Ces estimations de coûts et celles qui sont liées aux préparatifs juridiques et opérationnels des SIB selon le sous-chapitre précédent reposent, d’une part, sur des hypothèses concernant les sûretés que les banques centrales suisse et étrangères accepteront à l’avenir et, d’autre part, sur le principe que le Parlement adoptera le projet distinct proposé par le Conseil fédéral48 visant à simplifier la loi en ce qui concerne la constitution et la réalisation de sûretés dans le cadre d’un soutien en liquidités accordé par la BNS. Ces hypothèses sont nécessaires pour que la réglementation puisse être mise en œuvre conformément aux grandes lignes du Conseil fédéral. Si elles devaient s’avérer erronées, il faudrait procéder à une nouvelle estimation des conséquences et réexaminer l’étendue des exigences en matière de préparatifs avant que le Conseil fédéral ne puisse adopter le projet.

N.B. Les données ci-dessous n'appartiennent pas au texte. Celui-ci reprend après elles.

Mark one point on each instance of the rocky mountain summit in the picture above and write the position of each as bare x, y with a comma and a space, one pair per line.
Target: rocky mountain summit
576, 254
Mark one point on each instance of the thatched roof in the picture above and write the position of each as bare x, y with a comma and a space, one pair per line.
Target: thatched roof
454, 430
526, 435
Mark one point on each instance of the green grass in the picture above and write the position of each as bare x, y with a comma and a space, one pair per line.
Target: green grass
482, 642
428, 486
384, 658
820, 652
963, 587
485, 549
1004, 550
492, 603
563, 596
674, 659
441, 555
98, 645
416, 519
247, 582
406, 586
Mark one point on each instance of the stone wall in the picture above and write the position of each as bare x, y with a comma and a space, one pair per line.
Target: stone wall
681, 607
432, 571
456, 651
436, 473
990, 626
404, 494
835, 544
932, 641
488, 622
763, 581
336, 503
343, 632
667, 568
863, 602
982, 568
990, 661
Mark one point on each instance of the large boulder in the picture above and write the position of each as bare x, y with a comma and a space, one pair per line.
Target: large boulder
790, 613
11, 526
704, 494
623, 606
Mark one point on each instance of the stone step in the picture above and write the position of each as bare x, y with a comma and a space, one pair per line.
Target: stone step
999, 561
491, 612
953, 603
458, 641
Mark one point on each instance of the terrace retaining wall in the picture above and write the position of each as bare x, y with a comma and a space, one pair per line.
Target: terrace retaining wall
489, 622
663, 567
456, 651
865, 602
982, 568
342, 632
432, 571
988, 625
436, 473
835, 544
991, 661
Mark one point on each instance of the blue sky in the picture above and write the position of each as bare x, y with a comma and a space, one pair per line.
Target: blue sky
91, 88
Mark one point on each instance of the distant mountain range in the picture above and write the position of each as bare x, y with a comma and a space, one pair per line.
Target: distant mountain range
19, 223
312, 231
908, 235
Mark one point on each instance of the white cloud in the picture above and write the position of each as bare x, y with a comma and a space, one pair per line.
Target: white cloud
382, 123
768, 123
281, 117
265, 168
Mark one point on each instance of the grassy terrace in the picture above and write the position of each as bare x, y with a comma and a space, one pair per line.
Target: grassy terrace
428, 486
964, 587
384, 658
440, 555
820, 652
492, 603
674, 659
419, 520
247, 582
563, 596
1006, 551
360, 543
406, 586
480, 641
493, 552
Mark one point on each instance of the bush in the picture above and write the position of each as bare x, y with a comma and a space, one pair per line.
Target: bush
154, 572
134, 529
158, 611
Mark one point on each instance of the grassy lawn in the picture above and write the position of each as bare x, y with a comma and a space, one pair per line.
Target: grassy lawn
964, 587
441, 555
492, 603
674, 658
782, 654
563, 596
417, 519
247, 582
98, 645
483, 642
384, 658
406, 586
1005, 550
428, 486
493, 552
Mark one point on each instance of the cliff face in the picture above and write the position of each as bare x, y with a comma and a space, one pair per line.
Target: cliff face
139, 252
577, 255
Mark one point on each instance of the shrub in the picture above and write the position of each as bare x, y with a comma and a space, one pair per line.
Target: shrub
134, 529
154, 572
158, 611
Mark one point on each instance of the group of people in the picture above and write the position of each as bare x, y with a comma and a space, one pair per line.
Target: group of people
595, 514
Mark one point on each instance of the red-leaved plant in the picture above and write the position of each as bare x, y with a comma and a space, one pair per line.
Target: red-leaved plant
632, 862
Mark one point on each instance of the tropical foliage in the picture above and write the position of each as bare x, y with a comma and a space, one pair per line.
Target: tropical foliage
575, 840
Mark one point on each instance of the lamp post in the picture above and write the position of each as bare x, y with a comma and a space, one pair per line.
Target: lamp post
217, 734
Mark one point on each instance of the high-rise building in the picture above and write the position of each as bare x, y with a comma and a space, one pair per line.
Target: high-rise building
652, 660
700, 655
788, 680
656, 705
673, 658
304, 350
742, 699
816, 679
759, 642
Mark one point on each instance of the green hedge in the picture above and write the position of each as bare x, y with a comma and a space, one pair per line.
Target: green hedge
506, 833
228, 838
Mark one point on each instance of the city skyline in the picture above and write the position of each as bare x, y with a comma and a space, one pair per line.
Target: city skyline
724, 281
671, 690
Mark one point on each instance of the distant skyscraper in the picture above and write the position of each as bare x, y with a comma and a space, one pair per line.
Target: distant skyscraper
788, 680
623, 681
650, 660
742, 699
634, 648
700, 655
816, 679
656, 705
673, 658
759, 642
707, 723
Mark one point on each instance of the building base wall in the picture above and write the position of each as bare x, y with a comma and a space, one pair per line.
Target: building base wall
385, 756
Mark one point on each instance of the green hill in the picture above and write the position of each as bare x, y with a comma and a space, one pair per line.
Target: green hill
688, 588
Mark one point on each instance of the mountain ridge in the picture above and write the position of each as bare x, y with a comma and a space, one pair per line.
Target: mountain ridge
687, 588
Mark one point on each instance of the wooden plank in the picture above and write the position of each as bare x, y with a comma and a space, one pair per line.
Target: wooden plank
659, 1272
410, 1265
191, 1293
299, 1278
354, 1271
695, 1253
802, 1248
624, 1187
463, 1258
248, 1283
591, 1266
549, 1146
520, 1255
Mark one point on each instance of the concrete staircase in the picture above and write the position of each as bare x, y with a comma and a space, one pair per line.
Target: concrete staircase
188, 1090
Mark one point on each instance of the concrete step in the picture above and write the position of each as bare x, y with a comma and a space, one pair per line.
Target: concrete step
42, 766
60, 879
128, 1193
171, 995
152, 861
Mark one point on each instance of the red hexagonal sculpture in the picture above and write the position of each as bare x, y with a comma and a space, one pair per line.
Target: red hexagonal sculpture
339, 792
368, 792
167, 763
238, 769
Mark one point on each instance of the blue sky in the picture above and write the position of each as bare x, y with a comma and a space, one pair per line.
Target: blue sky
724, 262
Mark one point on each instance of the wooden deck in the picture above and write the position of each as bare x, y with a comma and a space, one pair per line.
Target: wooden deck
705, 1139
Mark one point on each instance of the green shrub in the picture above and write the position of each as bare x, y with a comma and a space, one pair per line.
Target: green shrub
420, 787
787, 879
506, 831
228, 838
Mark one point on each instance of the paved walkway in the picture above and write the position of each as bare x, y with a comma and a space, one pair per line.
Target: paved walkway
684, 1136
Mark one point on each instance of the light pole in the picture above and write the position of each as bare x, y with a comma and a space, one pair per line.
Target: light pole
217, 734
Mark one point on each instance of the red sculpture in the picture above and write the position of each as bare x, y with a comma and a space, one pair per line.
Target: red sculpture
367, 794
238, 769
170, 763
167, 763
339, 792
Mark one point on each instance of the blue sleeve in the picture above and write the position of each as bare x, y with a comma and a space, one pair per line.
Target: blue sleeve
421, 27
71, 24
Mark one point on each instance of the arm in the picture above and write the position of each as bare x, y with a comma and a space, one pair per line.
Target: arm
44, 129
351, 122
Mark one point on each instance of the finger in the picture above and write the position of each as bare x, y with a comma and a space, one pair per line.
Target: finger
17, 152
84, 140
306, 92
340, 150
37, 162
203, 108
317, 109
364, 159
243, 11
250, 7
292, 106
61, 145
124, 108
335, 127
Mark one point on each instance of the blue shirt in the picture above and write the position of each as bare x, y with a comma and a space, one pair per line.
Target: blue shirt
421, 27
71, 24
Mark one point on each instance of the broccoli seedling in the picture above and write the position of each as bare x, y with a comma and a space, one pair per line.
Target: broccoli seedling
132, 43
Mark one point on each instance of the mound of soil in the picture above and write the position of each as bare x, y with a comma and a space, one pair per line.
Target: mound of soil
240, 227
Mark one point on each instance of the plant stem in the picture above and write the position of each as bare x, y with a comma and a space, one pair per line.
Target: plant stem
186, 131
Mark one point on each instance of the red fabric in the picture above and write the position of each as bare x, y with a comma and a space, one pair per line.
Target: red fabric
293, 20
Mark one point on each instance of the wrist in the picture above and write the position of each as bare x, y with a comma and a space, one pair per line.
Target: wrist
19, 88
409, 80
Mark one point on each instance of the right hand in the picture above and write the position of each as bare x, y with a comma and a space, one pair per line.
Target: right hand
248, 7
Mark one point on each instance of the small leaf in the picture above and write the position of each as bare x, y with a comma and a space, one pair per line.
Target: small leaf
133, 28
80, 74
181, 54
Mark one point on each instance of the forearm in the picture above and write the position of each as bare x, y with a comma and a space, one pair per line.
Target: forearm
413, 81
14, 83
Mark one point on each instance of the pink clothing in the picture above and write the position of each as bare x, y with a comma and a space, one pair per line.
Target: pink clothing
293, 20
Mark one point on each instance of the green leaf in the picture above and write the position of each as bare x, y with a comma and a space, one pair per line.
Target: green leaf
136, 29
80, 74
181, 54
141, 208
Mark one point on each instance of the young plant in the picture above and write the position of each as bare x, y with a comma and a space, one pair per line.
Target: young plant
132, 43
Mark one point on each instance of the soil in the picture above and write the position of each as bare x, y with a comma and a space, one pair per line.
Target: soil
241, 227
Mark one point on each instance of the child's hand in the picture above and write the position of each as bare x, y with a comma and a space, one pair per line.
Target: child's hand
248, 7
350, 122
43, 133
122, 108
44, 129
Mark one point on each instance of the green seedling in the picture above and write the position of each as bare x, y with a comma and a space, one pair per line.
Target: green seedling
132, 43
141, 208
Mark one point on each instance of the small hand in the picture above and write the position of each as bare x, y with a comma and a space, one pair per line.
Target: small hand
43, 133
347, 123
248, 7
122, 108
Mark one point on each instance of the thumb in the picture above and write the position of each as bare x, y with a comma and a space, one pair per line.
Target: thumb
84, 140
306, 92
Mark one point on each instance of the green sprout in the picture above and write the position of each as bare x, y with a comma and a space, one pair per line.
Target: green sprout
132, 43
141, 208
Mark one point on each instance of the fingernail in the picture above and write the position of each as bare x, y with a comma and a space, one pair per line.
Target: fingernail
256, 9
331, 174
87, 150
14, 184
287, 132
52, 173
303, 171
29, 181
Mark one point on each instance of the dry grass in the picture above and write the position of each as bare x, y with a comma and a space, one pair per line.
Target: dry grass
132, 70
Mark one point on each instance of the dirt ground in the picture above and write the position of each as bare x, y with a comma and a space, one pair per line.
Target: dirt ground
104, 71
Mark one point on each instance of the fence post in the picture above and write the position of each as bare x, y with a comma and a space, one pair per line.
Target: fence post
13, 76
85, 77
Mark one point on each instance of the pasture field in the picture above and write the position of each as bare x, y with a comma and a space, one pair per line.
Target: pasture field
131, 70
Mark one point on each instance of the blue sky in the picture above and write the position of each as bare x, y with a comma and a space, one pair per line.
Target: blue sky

Aux dates de référence mentionnées, aucune des quatre SIB ne respectait les exigences réglementaires en matière de préparatifs. Des estimations officielles validées par les SIB prêtent cependant à penser que, dans les hypothèses mentionnées, toutes les SIB présentent déjà actuellement un potentiel réaliste d’actifs pouvant être pris en compte, une fois les préparatifs juridiques et opérationnels nécessaires effectués, pour satisfaire aux exigences réglementaires en matière de préparatifs.

Les banques demeurent libres dans leur gestion des actifs puisque les actifs préparés ne sont pas engagés, formellement, jusqu’à ce qu’ils soient activement utilisés à titre de sûreté en vue du recours à un soutien en liquidités auprès d’une banque centrale. Cependant, ces actifs doivent être à tout moment libres de tout engagement et disponibles sans restriction, afin de pouvoir effectivement servir en cas de crise.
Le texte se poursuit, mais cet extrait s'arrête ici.